On the 7th we drove home after spending a week in Wisconsin. Regarding the 8th, we often take walks in the cemetery at the end of our street, and there's a Big Red Barn just inside the entrance that is apparently used to house equipment. Ben loves this barn, and each time he sees it he solemnly intones that no animals live in it. (A patch of brown paint recently appeared on the side of the barn, and we fear that it may soon be repainted.) On the 13th, Ben and I created an elaborate town on the family room floor from blocks, complete with airport, harbor, extensive zoo, and a working farm. I suggested the name Bennyton, and he supplied the state. (We stayed overnight at an Indiana hotel on our way back from Wisconsin.) On the 16th, Ben took his first splash in his new kiddy pool, and he had a blast.
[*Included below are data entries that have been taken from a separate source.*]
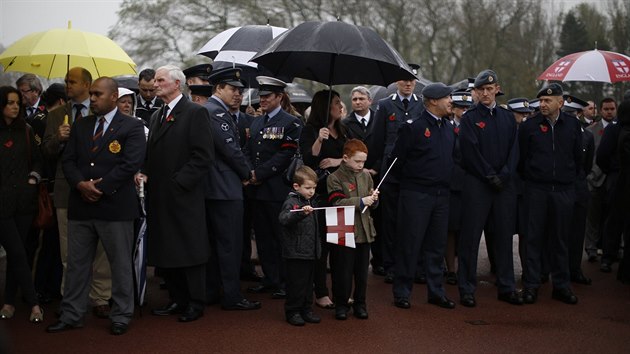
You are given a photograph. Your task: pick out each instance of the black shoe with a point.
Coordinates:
(190, 314)
(402, 303)
(530, 295)
(243, 305)
(378, 270)
(565, 295)
(511, 297)
(360, 312)
(580, 278)
(279, 294)
(468, 300)
(118, 328)
(310, 317)
(420, 279)
(296, 320)
(171, 309)
(60, 326)
(451, 278)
You can see that we breakfasted on waffles on the 21st. We visited Neil's parents the following week, and my mother arrived for a visit (she's still here) the 28th. Yesterday, the 30th, Ben was drawing with crayons and, observing that the pink one was broken, asked, "Daddy, how did it break?" He was really on a vocal tear, because later the same day, while watching the Wonder Pets discuss how to rescue a flamingo who was stuck in the mud, he announced, "They have to get the baby flamingo out of the marsh." Those two sentences were so beautiful that I had to get them both onto the calendar. I swear he said these things, and we have my mother as witness. (And we are all unimpeachable disinterested parties, of course!)